Data Streams can have automated validation checks enabled to monitor the quality of the data being received from the Asset.

These data quality validations are done at the edge in real time and any Application can subscribe to the results.

Note

The results are also saved to the Kelvin Cloud and will become available in future releases of Kelvin.

There are many types of data quality validation algorithms available to detect issues and maintain the integrity and reliability of data within the Kelvin Platform.

Data Quality Inputs

Applications can subscribe selected Data Streams to run specific Data Quality validations.

They can then see the validation's results in real time and react to any data quality issues. The type of reaction depends on the developer's requirements, for example sending emails or slack messages.

There are a number of inbuilt Data Quality validation options available.

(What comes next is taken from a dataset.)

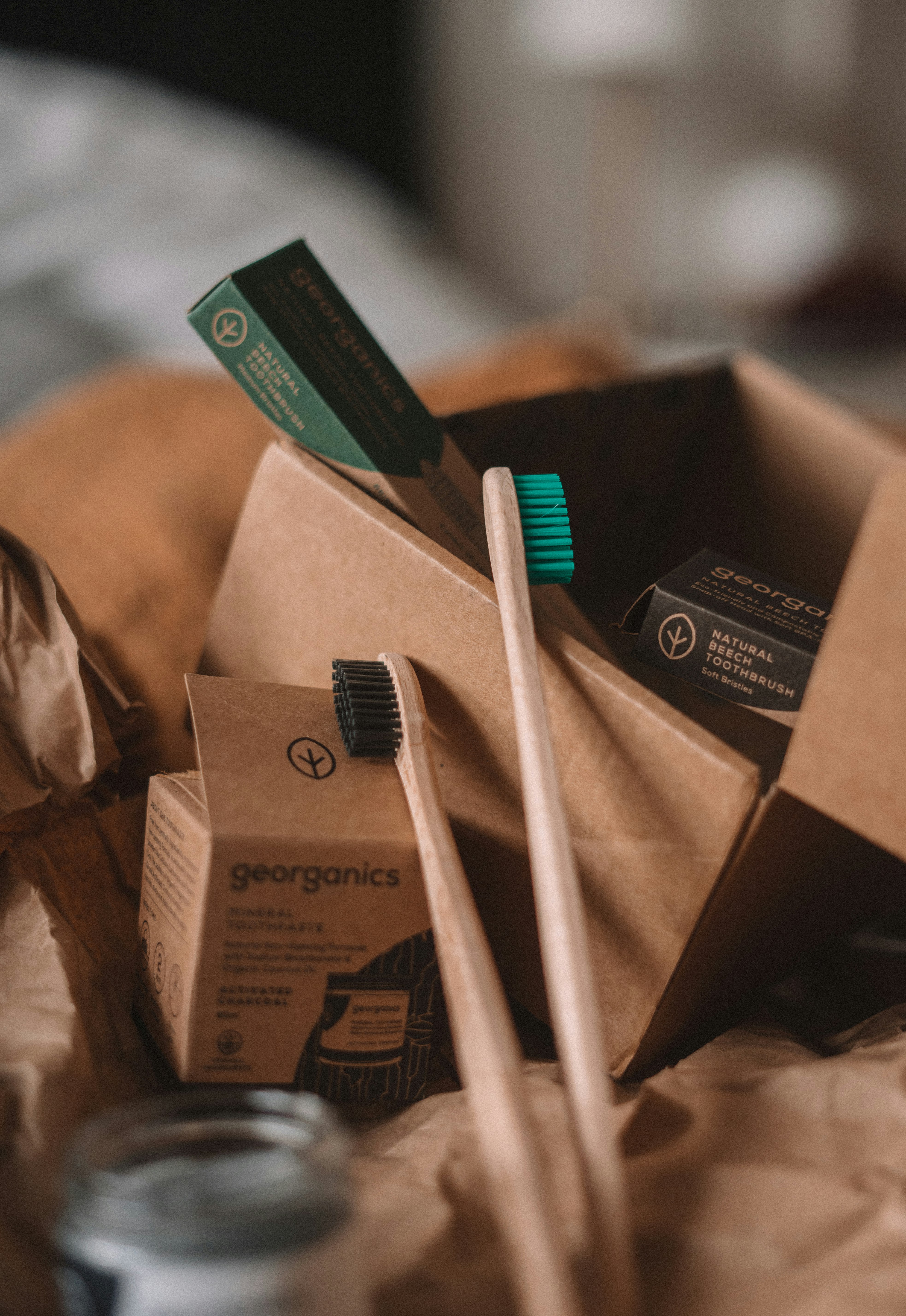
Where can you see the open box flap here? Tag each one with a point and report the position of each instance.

Validation Description Configurable Parameters
kelvin_timestamp_anomaly Detects anomalies or irregularities in the timestamp sequence None
kelvin_duplicate_detection Detects duplicate values within a defined window size window_size (default: 5)
kelvin_out_of_range_detection Validates whether values fall within an expected range min_threshold, max_threshold
kelvin_outlier_detection Uses statistical methods to detect outliers over a moving window model, threshold (default: 3), window_size (default: 10)
kelvin_data_availability Ensures expected number of messages are received in a given time window window_expected_number_msgs, window_time_interval_unit (second, minute, hour, day)
kelvin_data_availability_rate Part of kelvin_data_availability None
kelvin_data_availability_count Part of kelvin_data_availability None

All the validations are also saved in the Cloud and historical data will be accessible through the Kelvin UI in future releases.

Data Quality Outputs

It is also possible to create your own custom validation Applications that will process incoming Data Streams and then produce data quality information that can be used by other Applications.

The other Applications will connect to the custom validations through the Data Quality input key in the app.yaml and not directly to the Application doing the validation calculations.

All the validations are also saved in the Cloud and historical data will be accessible through the Kelvin UI in future releases.